Sheet composting, a/k/a horizontal composting, a/k/a lasagna gardening, is composting in horizontal layers in the location you intend to grow plants. The cardboard is supposed to cut off sunlight for the unwanted plants (grass etc.) and be the first "brown" layer. The grass clippings are an easy source of a "green" layer. My intention is to add food scraps, coffee grounds, etc. as available and cover them with more stuff.
We commandeered all of the large, flattened cardboard boxes lounging about in our garage and laid them over the grass that had overrun the backyard garden beds against the house. I neglected those beds all of last year's scorching summer, and the only remaining intentional planting is a sturdy Russian sage (Salvia petrovskia, I'm pretty sure). So. We covered an entire bed with cardboard boxes, and most of the Russian sage's bed. Then the boys enthusiastically watered down the cardboard, and we headed back indoors.
Half an hour or so later, dear husband had dumped a lot of the grass clippings onto the cardboard. I spread the clippings with a rake, and overnight some storms watered everything really well.
A week later, yesterday morning the traditional bags of grass clippings perched curbside at most driveways up and down our suburban street, ready for the city's weekly yard waste pickup, and I needed more grass clippings. So, I liberated the four bags of a nearby neighbor's grass clippings -- choosing a neighbor I knew did not have their yard treated -- and plentifully covered my composting beds. Woohoo!
Last night I realized that I had a solution for my need for "brown" layers: newspaper and the ever-present sack of papers to recycle. We probably need to shred these, because the only barrier layer ought to be the bottom layer (until it decomposes). I don't have a shredder, so I think the kids and I will get used to tearing up newspaper and other paper. At some point I expect to get a hand-crank shredder I saw on the Web once.

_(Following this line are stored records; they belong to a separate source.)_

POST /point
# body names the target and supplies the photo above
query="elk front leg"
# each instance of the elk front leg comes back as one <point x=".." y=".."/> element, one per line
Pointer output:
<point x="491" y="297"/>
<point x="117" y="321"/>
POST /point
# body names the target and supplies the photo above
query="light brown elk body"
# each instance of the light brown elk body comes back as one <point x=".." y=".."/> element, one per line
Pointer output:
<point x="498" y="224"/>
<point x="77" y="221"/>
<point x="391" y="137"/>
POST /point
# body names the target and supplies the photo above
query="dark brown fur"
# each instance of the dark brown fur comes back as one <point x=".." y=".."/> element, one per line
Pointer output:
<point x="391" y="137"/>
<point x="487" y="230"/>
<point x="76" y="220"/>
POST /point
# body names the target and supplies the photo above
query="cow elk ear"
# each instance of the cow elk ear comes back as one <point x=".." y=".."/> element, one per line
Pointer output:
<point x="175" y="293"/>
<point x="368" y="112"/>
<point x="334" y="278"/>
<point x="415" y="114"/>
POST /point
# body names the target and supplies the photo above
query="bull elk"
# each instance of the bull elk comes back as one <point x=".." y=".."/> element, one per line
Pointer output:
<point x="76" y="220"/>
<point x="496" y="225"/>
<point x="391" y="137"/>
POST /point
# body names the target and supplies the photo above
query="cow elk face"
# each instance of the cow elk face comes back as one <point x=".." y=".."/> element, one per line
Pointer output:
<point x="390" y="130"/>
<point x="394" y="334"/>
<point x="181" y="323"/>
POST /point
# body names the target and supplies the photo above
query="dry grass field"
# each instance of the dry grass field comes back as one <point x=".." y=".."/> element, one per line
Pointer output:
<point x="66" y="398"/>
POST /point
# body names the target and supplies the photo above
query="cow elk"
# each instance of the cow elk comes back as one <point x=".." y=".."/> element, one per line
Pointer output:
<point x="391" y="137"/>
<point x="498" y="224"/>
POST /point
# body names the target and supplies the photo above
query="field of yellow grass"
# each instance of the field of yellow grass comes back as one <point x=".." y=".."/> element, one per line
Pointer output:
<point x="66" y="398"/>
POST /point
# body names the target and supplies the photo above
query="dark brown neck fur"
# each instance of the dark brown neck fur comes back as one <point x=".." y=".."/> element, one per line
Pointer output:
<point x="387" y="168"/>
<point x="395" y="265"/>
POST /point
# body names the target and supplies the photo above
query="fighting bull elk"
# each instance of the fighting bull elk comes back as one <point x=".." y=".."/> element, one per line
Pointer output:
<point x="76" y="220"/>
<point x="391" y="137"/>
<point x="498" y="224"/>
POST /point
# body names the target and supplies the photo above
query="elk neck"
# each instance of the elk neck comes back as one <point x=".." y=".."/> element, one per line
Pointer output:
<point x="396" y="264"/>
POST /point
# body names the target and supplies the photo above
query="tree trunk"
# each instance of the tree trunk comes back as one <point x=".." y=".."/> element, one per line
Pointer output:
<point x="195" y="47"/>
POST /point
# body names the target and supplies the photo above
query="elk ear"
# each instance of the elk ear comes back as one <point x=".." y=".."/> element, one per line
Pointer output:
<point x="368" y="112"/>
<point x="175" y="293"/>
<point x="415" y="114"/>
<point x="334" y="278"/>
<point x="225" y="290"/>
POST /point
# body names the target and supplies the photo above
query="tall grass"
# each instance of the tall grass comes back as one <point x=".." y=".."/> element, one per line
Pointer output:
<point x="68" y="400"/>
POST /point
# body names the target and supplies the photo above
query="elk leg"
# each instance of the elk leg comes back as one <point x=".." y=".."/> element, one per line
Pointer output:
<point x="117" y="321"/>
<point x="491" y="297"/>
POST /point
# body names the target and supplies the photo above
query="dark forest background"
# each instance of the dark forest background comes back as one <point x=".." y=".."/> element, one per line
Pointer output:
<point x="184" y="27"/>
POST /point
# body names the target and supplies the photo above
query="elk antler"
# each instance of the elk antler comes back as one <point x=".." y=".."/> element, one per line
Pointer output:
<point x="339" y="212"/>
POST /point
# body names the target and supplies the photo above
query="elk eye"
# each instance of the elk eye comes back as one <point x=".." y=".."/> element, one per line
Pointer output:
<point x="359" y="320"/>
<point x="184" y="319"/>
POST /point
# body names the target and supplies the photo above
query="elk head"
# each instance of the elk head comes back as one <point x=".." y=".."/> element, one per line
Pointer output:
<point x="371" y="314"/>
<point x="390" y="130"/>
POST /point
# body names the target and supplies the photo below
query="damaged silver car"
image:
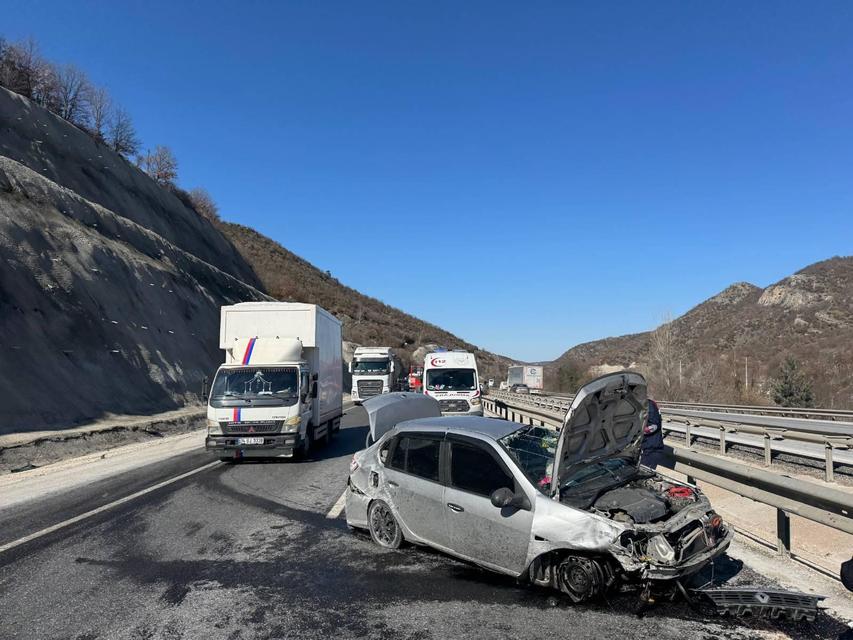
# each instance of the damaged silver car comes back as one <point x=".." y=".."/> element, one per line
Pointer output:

Once we have a ready supply of "brown/dry", I can add kitchen food scraps to the composting beds and cover it up with paper pieces, a bit of water to wet the paper, and some soil.
My hope is that this fall or at latest next spring I'll be able to plant in those beds. One is intended for vegetables. The other, I'm kind of planning to put in a cold frame this fall for cool-season vegetables, and in spring maybe perennial flowers, and vining beans on a trellis for summer -- it's in front of a south-facing window.
If we get motivated further, with a good supply of cardboard and newspaper, I'll finally create the island bed around our river birch trees in the front yard. That would seriously put to use the street's supply of grass clippings for a few months. If I want to do that, though, I need to start pretty soon, 'cause happy growing grass won't last too long now that the standard Oklahoma summer heat has arrived.
Woohoo! This has the potential to rescue those neglected garden beds AND prepare them for some really good gardening work AND help me put kitchen food scraps to good use. It's sadly amazing how much food we throw away (scraps and stuff that we didn't eat). And then there are the coffee grounds.